Brooklyn’s leading Haitian-American politician says his homeland needs better emergency management
Councilmember Mathieu Eugene Seeks an Agency Like FEMA For The Disaster-Plagued Caribbean Nation
As Haiti struggles to recover from the ravages of Hurricane Matthew, Brooklyn’s leading Haitian-American elected official is set to unveil a sweeping plan to help it deal with future natural disasters.
City Councilmember Mathieu Eugene is scheduled to hold a press conference on the steps of City Hall on Oct. 6 to announce that he has formed a task force to discuss the creation of “a permanent emergency and disaster management organization for Haiti.”
Eugene (D-Crown Heights, East Flatbush, Flatbush) told the Brooklyn Eagle he will be joined at his announcement by Haiti’s Ambassador to the United Nations Denis Regis, Haitian Consul General Peter Helder Bernard, a representative from the Mayor’s Office of Emergency Management, medical practitioners from two of Brooklyn’s foremost hospitals, Kings County Hospital and Maimonides Medical Center, several local elected officials and representatives of a number of community organizations inside and outside the city’s Haitian community, which numbers an estimated 90,000 in Brooklyn and about 40,000 in Queens.
“We are going to talk about the [Hurricane Matthew] relief effort being coordinated by those organizations,” said Eugene. As of Friday afternoon, the death toll in Haiti stood at nearly 300.
“Right now, the people of Haiti don’t have an infrastructure to respond to emergencies like these,” Eugene said. “The task force will work together to create a permanent emergency and disaster management organization — like the Federal Emergency Management Agency (FEMA) here in the United States to respond to emergencies such as hurricanes, earthquakes and other natural disasters.
“I’m convinced that if we put together a permanent agency like the one I’m talking about, both here and in Haiti, we’ll be in a better position to help the people of Haiti in times of disaster,” the councilmember said.
As the killer storm moved past Haiti and up the Caribbean, the Associated Press reported Wednesday that rescue workers struggled to reach cut off remote towns to learn the full extent of the death and destruction wrought by Hurricane Matthew.
The storm battered the southeastern tip of Haiti with 20 inches of rain and 145 mph winds, deluging communities and leaving flimsily built shacks destroyed in its wake.
“What we know is that many, many houses have been damaged,” said Interior Minister Francois Anick Joseph. “Some lost rooftops … while others were totally destroyed.”
International aid efforts were stymied by the fact that floods washed out roads and bridges, while rivers rose and water washed down lightly forested mountains and hillsides, heightening the threat of dangerous mudslides.
Mourad Wahba, the U.N. Secretary General’s deputy special representative for Haiti, told the AP that at least 10,000 people on Haiti had taken refuge in emergency shelters and hospitals, which were jammed to overflowing.

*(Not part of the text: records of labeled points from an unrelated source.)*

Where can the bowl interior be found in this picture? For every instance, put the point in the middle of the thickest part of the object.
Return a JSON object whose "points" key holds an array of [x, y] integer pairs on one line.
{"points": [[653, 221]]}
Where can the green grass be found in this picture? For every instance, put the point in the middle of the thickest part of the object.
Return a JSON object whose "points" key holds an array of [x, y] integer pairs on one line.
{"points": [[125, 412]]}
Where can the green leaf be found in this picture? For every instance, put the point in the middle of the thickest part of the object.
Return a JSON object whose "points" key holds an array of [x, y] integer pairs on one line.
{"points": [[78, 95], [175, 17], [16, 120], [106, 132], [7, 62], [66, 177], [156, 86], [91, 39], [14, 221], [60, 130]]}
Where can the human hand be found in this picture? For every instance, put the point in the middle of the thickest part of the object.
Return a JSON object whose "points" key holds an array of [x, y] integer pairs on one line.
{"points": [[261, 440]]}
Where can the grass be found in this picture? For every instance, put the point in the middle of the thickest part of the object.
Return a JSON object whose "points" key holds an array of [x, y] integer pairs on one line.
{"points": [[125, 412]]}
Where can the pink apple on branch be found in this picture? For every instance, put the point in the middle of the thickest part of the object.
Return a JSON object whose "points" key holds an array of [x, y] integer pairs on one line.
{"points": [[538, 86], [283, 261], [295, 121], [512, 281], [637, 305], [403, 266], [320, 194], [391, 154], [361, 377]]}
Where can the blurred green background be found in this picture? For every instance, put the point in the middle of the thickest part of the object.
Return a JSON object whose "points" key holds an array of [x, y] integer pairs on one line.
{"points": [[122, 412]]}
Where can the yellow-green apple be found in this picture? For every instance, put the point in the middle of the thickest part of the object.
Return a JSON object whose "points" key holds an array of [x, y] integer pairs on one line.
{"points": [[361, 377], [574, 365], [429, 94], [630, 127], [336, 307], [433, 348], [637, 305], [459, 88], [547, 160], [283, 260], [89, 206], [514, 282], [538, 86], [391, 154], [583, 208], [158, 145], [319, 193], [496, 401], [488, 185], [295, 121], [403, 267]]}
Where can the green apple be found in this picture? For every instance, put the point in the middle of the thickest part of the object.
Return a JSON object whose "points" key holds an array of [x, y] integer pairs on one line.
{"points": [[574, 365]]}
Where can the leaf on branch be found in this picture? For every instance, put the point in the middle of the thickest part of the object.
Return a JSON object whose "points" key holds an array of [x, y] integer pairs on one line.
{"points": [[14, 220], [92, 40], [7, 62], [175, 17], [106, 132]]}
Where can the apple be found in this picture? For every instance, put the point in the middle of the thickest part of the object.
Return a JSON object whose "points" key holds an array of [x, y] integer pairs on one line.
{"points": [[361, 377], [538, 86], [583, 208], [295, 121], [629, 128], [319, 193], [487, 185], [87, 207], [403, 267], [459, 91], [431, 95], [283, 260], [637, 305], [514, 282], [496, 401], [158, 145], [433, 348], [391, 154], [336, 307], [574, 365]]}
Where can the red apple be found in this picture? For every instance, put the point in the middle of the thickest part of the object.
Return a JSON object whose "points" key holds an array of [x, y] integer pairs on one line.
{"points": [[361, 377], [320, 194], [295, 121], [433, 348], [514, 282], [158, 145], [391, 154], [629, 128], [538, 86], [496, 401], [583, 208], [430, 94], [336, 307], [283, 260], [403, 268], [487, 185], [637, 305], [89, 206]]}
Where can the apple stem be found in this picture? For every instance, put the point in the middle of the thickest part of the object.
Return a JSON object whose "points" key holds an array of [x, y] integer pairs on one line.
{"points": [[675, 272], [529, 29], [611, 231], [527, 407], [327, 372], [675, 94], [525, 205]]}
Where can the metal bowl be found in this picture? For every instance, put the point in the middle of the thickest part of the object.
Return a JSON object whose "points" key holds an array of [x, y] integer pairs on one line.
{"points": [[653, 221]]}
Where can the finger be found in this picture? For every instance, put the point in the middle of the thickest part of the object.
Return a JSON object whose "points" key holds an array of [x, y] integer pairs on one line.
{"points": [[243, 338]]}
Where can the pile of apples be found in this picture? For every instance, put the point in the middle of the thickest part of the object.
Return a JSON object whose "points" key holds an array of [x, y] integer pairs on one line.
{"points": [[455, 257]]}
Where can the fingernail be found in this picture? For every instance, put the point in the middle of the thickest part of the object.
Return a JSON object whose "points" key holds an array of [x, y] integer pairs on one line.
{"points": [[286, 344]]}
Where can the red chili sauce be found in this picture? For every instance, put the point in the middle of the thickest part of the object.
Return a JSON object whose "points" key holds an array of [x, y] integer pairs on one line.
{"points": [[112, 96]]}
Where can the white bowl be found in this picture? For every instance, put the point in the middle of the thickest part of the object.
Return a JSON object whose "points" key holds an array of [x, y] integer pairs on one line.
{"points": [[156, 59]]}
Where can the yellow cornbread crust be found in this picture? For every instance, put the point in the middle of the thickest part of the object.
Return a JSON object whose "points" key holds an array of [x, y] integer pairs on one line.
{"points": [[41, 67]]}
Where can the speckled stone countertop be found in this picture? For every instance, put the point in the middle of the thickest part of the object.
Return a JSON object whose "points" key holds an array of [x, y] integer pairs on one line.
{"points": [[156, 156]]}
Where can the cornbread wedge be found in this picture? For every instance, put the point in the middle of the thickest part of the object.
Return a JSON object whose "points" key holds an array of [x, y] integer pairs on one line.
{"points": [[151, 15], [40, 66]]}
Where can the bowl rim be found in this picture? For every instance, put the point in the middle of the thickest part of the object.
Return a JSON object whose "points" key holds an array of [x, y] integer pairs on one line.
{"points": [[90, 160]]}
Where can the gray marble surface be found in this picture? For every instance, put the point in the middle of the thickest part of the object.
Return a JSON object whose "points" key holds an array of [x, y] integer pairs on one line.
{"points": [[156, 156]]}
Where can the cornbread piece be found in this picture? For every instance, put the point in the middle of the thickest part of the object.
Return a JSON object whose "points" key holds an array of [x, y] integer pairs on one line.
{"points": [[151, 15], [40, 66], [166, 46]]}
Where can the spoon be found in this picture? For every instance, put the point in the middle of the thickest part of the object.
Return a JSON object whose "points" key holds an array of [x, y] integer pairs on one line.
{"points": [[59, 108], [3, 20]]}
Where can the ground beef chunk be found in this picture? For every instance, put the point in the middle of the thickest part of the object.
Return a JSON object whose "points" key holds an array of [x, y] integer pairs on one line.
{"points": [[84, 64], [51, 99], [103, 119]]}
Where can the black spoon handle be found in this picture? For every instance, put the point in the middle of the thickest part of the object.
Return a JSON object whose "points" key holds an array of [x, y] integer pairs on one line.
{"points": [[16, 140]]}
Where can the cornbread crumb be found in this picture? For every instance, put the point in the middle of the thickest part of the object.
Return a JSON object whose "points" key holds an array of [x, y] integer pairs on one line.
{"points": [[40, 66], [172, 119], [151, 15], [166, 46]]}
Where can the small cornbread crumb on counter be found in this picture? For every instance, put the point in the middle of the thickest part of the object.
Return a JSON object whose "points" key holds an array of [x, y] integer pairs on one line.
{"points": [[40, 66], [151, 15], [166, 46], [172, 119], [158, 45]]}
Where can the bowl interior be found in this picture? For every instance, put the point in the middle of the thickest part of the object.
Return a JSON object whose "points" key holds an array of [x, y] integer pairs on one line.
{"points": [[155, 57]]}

Wahba’s statement called Matthews’s destruction the “largest humanitarian event” since the devastating earthquake of January, 2010.
Here in Brooklyn, Councilmember Jumaane Williams, Assemblymember Rodneyse Bichotte and 42nd Assembly District Leader Josue Pierre released the following statement:
“We offer our deepest prayers and sympathy to the victims and all those affected by Hurricane Matthew, particularly in Haiti, which was one of the hardest-hit locations. We are working closely with local Haitian organizations to identify needs and provide support to those impacted by the hurricane.”
The politicians said those wishing to donate items could drop them off at the following locations:
The Flatbush YMCA, 1401 Flatbush Ave.
The Multicultural Bridge Project, 1894 Flatbush Ave.
The Haitian Family Resource Center, 1783 Flatbush Ave.
They added that for those with family and friends in Haiti, a hurricane relief/evacuation center has been opened at the Haitian American Caucus’s Haiti-based community center in the town of Croix-des-Bouquets. The contact information is: Samuel Darguin, HAC country director, Haiti Community Center, 64 Rue Double Harvest, Croix-des-Bouquets, Haiti.